Telematics data essentially comes from the telematics system found in a vehicle’s tracking equipment. It records data that is being sent, received or stored by the tracking system. More specifically, telematics data include data on speed, precise location (addresses or coordinates) and time, route undertaken, safety metrics, acceleration, fuel intake, and many more. Telematics data can also include multiple datasets that each consists of a subset of variables. Such an example will be explained below using the data used to create this report.
But why should one care about telematics data? Well, telematics data is important for a myriad of reasons. For one, vehicles, especially cars, are not going anywhere anytime soon. Therefore, any data collected on their performance can help identify potential ways in which not only vehicles can operate more efficiently but also how the transport system can be more efficient. This can help reduce traffic congestion as well as fuel consumption. With clean energy and the energy transition becoming a priority for many key stakeholders from policymakers to drivers, it is more important now than ever to create more sustainable transportation systems. Telematics data could definitely help in pushing this endeavor forward.

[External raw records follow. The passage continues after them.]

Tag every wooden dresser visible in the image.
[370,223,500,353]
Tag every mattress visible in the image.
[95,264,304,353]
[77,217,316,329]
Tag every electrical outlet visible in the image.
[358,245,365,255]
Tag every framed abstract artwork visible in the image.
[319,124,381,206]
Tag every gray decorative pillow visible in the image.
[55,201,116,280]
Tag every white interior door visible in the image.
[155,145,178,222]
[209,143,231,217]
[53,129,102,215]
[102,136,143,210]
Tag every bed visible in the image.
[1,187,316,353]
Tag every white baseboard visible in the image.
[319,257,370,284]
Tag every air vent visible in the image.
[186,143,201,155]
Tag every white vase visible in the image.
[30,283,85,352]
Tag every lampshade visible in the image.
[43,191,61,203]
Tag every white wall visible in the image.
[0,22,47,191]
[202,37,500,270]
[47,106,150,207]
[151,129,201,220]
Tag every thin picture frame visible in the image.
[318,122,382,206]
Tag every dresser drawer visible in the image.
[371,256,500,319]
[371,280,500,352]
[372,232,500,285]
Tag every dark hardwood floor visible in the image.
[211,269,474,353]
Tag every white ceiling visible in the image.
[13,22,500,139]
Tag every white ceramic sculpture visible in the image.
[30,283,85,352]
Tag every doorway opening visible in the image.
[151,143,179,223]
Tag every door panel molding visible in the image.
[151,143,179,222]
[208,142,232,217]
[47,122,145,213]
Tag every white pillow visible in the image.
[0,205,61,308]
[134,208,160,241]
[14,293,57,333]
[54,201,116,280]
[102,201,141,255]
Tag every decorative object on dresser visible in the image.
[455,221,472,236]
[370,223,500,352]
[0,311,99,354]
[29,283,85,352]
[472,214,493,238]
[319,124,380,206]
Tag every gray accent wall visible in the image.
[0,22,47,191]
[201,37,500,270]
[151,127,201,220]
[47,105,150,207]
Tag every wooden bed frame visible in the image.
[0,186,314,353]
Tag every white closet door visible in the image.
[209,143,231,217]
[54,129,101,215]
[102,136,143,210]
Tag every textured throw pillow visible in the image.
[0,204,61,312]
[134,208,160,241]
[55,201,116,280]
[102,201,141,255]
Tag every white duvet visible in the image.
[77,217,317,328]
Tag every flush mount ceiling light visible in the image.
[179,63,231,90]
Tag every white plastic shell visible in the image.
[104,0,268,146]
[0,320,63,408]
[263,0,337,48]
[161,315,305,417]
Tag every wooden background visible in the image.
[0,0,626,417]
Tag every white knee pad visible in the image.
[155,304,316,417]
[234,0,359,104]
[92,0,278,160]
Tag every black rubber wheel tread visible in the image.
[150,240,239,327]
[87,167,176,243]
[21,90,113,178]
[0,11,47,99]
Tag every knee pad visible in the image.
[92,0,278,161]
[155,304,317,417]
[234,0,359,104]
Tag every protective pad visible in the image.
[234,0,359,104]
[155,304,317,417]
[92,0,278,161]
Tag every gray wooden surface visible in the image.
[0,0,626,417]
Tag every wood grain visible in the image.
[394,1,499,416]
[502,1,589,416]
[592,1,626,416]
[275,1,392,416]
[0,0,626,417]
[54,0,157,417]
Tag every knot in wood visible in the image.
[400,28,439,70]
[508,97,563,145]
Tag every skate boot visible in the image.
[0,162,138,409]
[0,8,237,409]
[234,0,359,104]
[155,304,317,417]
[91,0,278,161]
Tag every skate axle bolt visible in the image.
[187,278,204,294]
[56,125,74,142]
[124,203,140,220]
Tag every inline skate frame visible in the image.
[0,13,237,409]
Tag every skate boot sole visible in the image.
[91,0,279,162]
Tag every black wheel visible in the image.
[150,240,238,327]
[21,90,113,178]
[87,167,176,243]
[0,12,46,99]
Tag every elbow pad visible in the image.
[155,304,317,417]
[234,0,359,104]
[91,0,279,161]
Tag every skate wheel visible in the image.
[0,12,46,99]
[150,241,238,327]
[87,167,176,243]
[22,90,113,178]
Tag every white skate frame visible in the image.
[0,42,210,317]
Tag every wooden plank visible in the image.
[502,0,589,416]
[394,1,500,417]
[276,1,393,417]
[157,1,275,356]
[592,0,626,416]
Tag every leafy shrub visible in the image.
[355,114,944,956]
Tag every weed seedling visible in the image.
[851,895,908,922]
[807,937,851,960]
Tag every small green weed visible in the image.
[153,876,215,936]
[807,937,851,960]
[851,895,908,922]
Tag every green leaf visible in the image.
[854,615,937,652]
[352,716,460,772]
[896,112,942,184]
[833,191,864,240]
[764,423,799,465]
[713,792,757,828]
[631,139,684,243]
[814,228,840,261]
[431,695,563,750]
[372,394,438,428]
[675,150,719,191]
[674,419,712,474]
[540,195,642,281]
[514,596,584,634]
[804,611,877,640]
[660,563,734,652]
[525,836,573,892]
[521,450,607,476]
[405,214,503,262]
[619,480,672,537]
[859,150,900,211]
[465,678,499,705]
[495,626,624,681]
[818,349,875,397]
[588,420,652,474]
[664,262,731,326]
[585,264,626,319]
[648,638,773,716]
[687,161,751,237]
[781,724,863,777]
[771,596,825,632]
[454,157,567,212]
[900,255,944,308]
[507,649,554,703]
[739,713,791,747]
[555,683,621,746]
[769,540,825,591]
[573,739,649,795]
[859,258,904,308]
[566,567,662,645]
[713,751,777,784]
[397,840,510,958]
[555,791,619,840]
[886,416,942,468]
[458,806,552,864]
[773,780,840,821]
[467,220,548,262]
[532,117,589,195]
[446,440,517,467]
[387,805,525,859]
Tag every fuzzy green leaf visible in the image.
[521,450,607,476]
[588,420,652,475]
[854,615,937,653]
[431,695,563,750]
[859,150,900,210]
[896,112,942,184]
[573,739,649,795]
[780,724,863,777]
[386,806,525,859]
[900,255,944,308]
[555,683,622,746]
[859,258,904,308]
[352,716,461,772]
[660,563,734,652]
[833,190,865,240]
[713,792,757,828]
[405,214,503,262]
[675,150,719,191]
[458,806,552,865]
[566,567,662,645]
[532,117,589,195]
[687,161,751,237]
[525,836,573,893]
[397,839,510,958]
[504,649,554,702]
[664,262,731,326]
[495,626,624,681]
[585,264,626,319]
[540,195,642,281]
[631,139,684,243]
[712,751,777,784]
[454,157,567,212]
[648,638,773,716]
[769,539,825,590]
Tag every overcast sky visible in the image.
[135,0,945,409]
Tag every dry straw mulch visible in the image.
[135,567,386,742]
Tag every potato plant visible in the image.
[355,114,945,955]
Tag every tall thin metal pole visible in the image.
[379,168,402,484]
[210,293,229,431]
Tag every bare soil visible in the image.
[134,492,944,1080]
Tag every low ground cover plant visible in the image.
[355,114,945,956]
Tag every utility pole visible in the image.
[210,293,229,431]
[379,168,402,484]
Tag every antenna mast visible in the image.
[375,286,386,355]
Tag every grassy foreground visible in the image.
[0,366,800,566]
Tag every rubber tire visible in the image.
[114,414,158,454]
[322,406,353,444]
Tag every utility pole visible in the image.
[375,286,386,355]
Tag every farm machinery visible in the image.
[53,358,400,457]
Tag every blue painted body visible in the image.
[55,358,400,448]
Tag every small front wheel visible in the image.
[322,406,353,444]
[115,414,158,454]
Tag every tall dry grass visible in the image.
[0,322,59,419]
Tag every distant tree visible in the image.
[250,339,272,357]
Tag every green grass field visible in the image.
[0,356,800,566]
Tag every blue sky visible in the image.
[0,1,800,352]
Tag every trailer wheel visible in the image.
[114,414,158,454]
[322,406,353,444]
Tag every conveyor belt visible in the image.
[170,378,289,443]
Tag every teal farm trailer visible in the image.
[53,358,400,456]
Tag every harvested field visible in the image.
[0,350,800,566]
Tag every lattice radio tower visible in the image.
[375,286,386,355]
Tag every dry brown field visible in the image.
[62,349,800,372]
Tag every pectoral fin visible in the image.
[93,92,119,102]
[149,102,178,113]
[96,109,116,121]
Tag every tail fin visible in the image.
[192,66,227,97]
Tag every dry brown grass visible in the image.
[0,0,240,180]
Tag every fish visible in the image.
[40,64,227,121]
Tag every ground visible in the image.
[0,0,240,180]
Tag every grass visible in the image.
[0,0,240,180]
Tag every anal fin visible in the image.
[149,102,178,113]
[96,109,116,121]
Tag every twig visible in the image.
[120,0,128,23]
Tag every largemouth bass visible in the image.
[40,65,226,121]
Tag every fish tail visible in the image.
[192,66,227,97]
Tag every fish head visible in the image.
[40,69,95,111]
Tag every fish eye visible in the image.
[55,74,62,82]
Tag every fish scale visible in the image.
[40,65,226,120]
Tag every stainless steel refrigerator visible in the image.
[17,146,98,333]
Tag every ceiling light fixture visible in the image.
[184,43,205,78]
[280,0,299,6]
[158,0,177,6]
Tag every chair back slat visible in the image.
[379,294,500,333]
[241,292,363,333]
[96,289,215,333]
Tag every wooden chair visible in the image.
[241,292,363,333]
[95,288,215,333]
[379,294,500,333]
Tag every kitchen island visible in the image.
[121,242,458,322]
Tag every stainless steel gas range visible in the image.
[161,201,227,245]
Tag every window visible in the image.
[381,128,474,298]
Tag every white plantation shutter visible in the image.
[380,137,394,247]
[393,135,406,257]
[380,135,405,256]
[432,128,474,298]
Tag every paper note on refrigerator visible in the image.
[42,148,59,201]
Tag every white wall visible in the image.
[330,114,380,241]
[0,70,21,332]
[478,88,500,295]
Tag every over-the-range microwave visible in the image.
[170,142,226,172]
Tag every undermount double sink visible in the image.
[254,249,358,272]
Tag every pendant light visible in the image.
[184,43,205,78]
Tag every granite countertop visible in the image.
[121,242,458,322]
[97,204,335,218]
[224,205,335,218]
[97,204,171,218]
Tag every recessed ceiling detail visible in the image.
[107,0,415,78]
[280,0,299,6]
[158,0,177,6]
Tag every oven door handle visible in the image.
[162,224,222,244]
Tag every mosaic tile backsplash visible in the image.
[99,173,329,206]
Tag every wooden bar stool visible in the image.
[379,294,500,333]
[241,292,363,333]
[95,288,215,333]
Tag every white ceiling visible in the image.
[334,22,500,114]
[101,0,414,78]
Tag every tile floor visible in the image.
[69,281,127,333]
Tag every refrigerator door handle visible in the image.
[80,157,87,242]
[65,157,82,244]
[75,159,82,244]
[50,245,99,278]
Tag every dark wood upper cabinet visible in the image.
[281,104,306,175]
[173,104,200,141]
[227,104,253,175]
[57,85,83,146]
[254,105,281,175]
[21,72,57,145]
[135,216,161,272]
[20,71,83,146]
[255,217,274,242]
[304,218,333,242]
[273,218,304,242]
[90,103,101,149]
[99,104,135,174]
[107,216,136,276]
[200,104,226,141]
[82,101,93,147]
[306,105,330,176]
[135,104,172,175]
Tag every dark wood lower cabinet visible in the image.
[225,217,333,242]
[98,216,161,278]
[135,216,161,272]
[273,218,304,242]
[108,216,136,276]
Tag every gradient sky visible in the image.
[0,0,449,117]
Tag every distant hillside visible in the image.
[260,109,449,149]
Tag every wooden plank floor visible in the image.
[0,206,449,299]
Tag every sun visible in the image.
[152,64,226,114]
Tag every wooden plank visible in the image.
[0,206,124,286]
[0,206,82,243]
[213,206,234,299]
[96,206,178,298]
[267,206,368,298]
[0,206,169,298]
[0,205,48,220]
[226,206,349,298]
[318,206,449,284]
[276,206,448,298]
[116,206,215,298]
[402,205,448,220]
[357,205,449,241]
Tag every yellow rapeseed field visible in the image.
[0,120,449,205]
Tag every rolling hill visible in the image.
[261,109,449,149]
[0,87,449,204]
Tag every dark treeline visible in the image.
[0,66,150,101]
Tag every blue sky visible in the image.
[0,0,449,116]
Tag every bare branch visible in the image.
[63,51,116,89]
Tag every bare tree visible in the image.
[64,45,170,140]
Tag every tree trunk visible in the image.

Another crucial element of using telematics data is to find patterns in terms of safety on roads. Pinning down potential unsafe routes or even unsafe times can inform authorities and policymakers to ensure the safety of everyone. From a technological point of view, the more telematics data gathered, the more effective existing tracking systems as well as GPS systems can be. With AI technology being on the rise, it is only a matter of time that AI is implemented in vehicle systems, including tracking devices. Telematics data could be a potential source of data that could inform structure and build these new AI models to make traveling safer and faster.
The automotive industry uses telematics data. Insurance companies use it as a means to monitor a driver’s behavior. It can record harsh events and measure safety scores. Ride share apps use it for vehicle tracking. Car companies can also use it for maintenance improvements. It would measure when maintenance is needed based on engine hours, miles driven and more. Currently it is being used for fleet management, as in managing a number of vehicles to run on time, within budget and at maximum efficiency.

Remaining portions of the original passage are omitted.